Segundo ele, essa será uma medida de transparência e fiscalização dos gastos públicos.

O edital completo do Pregão n. 100/2013 está disponível apenas para empresas cadastradas no sistema, pelo site.

Fonte: Agência Brasília

segunda-feira, 15 de outubro de 2012

Conselho pede esclarecimentos ao GDF


O Conselho de Arquitetura e Urbanismo do Distrito Federal – CAU/DF encaminhou por meio de seu presidente, arquiteto Alberto de Faria, ofício ao gabinete do governador Agnelo de Queiroz, solicitando informações adicionais a respeito da contratação da empresa estrangeira Jurong Consultant, cuja sede é em Cingapura, para elaboração de planejamento estratégico para o Distrito Federal, para os próximos 50 anos.

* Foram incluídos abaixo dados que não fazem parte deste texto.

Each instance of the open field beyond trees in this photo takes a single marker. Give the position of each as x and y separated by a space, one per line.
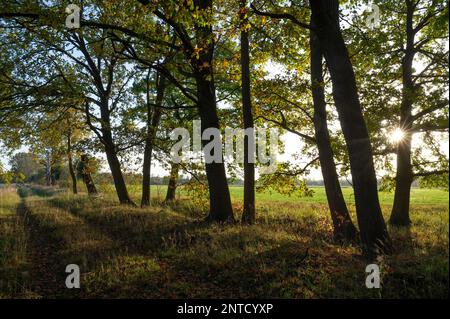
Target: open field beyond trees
167 252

A contratação tem sido divulgada pelos órgãos de Imprensa do próprio Governo do Distrito Federal (GDF) como uma conquista histórica, visto que a troca de experiências e expertise será de grande valia para ambos os países.

No entanto, o CAU/DF considera tal medida arbitrária, pois a contratação direta sem a observância das condições exigidas em lei é uma afronta à Lei de Licitações (Lei n° 8666) que, em resumo, exige que a contratação de serviços pela administração pública seja feita por meio de processo licitatório, com ampla publicidade e participação de profissionais brasileiros. “Solicitamos informações ao GDF sobre os critérios adotados para tal contratação, já que, neste caso, poderia ter sido realizada uma concorrência internacional, onde participariam tanto empresas nacionais quanto estrangeiras, de acordo com o princípio da publicidade, da isonomia, da igualdade e da livre concorrência”, afirma Alberto de Faria. “Também não pode ser desconsiderada a participação da sociedade, conforme previsto no Estatuto das Cidades”, acrescenta.

O CAU/DF entende que o Distrito Federal e o resto do Brasil reúnem profissionais em arquitetura e urbanismo com expertise e competências técnicas suficientes para desenvolver um planejamento que atenda às necessidades do Distrito Federal, condizente com realidade política, socioeconômica e cultural de sua população. O Conselho acredita ainda que a maioria das empresas estrangeiras que atua na área de planejamento estratégico adota e vende aos seus clientes um modelo globalizado que, muitas vezes, não considera as características arquitetônicas e urbanísticas específicas do lugar e tampouco os problemas de infraestrutura já existentes, para elaborar um planejamento estratégico. “O resultado desse modelo é inadequado e pouco funcional, à medida que essas empresas propõem soluções que retratam uma fórmula pré-estabelecida, que não soluciona os principais entraves e problemas urbanos”, avalia o presidente do CAU/DF Alberto de Faria.

Ele lembra que o CAU/DF representa um universo de 3.300 profissionais e 180 empresas registradas somente no Distrito Federal, os quais, muitos deles, lidam diariamente com atribuições diretamente ligadas ao planejamento estratégico de cidades, inclusive com projetos desenvolvidos e aplicados em outros países. “Os profissionais locais se sentem desprestigiados pelo governo ao ter contratado uma empresa de fora para realizar um projeto de tamanha importância para o conjunto arquitetônico e urbanístico do Distrito Federal, sem possibilitar que as empresas de Brasília e do país participem nas mesmas condições”, finaliza Alberto.